My partner wants to explore his bi side
my partner is interested in gay sex
I havent much of a problem with this but I dont want him to do it alone
It intrigues me to join him and we have agreed, but he aint happy with the guys I choose and we have both decided that no one is touching me only him
He has no patience, when he's horny he wants it there and now
But he also says things during our sex sessions that hurt me
We have broken up so many times over this
I am so confused what to do, I love him, he loves me but he won't wait til we are ready
He wants it all and wants it now and then other times he says i don't need anyone other than u, but then changes his mind back again
I dont know whether to try work through this or just walk away
Respectfully, you don't get to choose his bi partners because it's his thing and if you have agreed to go along with it, then he basically has the say. If he's bi, which means two, he will always have two sexual interests and it'll be up to you whether you can cope with this lifestyle apart from being intrigued. Some ground rules and boundaries are needed to make it work and you will need to be able to trust him on more than one front.
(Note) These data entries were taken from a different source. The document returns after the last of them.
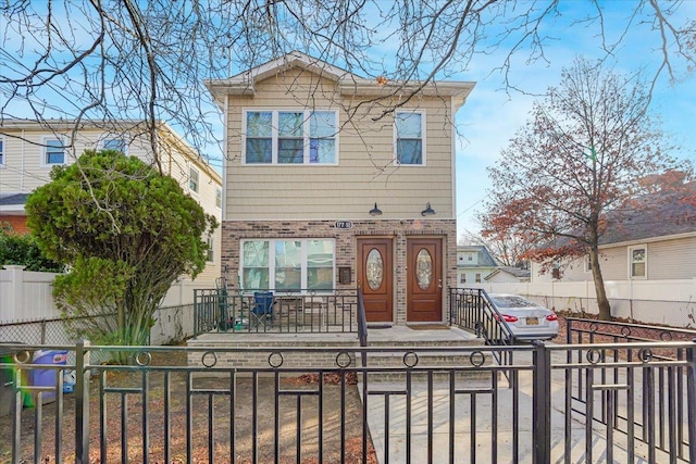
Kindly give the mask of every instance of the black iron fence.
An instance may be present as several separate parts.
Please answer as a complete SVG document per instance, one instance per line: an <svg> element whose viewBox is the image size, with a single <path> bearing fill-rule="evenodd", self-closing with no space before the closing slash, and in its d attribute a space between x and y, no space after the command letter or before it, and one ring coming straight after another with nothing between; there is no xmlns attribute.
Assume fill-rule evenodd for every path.
<svg viewBox="0 0 696 464"><path fill-rule="evenodd" d="M195 336L210 333L355 333L358 290L194 290Z"/></svg>
<svg viewBox="0 0 696 464"><path fill-rule="evenodd" d="M696 462L694 341L1 348L14 353L0 365L12 379L2 462ZM70 350L76 361L28 362L37 349ZM114 351L129 352L133 364L91 361ZM235 362L250 351L268 362ZM402 364L358 365L362 351ZM425 352L456 352L461 363L425 365ZM494 352L508 352L510 363L497 365ZM311 362L327 354L332 362ZM291 356L308 366L289 367ZM70 371L73 393L64 389ZM44 383L27 380L36 372Z"/></svg>
<svg viewBox="0 0 696 464"><path fill-rule="evenodd" d="M486 344L514 344L512 330L505 317L490 302L486 290L481 288L449 289L449 325L463 328L483 338ZM509 364L508 352L493 352L498 364Z"/></svg>

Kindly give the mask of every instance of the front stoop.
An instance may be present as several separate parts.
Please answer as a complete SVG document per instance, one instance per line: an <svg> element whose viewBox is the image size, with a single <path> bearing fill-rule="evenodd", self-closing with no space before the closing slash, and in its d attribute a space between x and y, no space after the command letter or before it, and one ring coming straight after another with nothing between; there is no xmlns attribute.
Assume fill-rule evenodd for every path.
<svg viewBox="0 0 696 464"><path fill-rule="evenodd" d="M368 374L366 380L371 384L406 381L409 377L411 381L449 381L450 372L455 373L455 381L485 379L490 377L490 373L478 367L495 364L482 339L455 327L415 330L408 326L394 326L369 330L368 344L375 349L366 356L368 367L384 367ZM360 356L357 359L360 362ZM359 379L363 380L362 375Z"/></svg>
<svg viewBox="0 0 696 464"><path fill-rule="evenodd" d="M340 334L225 334L210 333L188 340L188 347L199 348L188 354L189 366L217 369L273 369L363 367L356 333ZM325 348L316 351L279 351L284 349ZM445 348L446 350L439 351ZM461 348L462 350L457 350ZM489 375L477 369L495 361L485 350L482 339L458 328L415 330L408 326L369 329L366 367L380 371L368 375L369 383L401 381L410 372L412 381L427 381L433 372L434 381L455 378L475 378ZM430 349L430 350L428 350ZM442 369L437 369L440 367ZM204 374L204 371L203 373ZM359 379L362 381L362 373Z"/></svg>

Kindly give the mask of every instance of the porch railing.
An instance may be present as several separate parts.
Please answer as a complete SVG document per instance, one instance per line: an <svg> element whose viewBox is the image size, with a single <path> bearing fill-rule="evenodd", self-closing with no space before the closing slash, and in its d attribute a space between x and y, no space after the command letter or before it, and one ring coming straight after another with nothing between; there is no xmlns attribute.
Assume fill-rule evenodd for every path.
<svg viewBox="0 0 696 464"><path fill-rule="evenodd" d="M12 463L364 463L373 455L381 463L696 462L694 341L350 352L88 342L0 349L15 353L0 360L12 372L5 388L13 398L10 416L0 418L0 456ZM30 363L27 350L39 349L70 350L76 361ZM91 361L124 351L133 365ZM356 352L363 351L391 352L403 364L360 366ZM512 364L487 362L492 352L511 351ZM268 361L245 367L250 352ZM463 361L425 365L424 352L457 352ZM27 385L35 371L55 383ZM76 372L74 393L63 389L69 371ZM395 373L402 380L373 380ZM54 401L44 404L48 394Z"/></svg>
<svg viewBox="0 0 696 464"><path fill-rule="evenodd" d="M514 336L505 317L490 302L486 290L481 288L449 289L449 324L473 331L486 344L509 347L514 344ZM499 364L510 364L511 353L494 352Z"/></svg>
<svg viewBox="0 0 696 464"><path fill-rule="evenodd" d="M272 293L268 314L254 311L254 293ZM197 289L194 293L195 336L224 331L245 333L356 333L358 290L236 290L227 287Z"/></svg>

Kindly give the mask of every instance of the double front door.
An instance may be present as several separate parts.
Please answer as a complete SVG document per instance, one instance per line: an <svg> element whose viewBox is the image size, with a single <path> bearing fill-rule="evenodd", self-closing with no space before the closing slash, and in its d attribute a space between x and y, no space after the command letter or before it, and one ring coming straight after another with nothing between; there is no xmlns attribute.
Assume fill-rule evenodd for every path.
<svg viewBox="0 0 696 464"><path fill-rule="evenodd" d="M407 241L407 322L440 322L443 314L442 240ZM394 241L390 238L358 240L358 286L362 288L370 323L394 322Z"/></svg>

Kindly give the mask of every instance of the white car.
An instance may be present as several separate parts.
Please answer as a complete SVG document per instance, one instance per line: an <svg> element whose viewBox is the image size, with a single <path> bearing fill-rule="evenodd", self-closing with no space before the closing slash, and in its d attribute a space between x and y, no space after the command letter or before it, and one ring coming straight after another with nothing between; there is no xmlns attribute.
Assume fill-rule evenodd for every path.
<svg viewBox="0 0 696 464"><path fill-rule="evenodd" d="M514 338L549 340L558 335L558 316L551 310L519 294L489 293L488 297L508 323Z"/></svg>

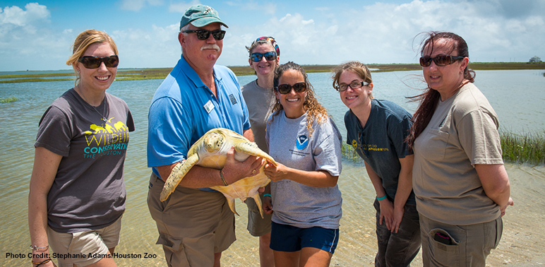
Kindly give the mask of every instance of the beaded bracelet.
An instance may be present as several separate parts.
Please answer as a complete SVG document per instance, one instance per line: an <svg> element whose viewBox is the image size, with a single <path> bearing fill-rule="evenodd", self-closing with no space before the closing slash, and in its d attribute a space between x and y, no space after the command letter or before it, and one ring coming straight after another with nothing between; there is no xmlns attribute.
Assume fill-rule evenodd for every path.
<svg viewBox="0 0 545 267"><path fill-rule="evenodd" d="M37 247L37 246L32 246L30 245L30 249L32 250L38 250L38 249L47 249L49 247L49 245L45 246L45 247Z"/></svg>
<svg viewBox="0 0 545 267"><path fill-rule="evenodd" d="M225 186L229 185L229 184L227 184L227 182L225 181L225 178L223 177L223 170L220 171L220 178L222 179L222 182L223 182L223 184L224 184Z"/></svg>
<svg viewBox="0 0 545 267"><path fill-rule="evenodd" d="M45 261L42 261L42 262L34 262L34 261L31 261L31 262L32 263L32 264L37 264L37 265L36 266L36 267L38 267L38 266L40 266L40 265L42 265L42 264L45 264L45 263L48 263L48 262L49 262L49 261L51 261L51 259L47 259L47 260L45 260Z"/></svg>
It's your responsibility to call him out with his hurtful comments during sex and you need to understand that that's who he is and he's not going to change whether he says he needs only you or not.
A counsellor can assist you to understand and help you to support your partner and his needs, but first, because you have broken up so many times before, you need to make up your mind if the relationship is worth your efforts regardless of your love for him. You need to be respected as well as loved, and your emotional and physical needs are just as important as your partner's are.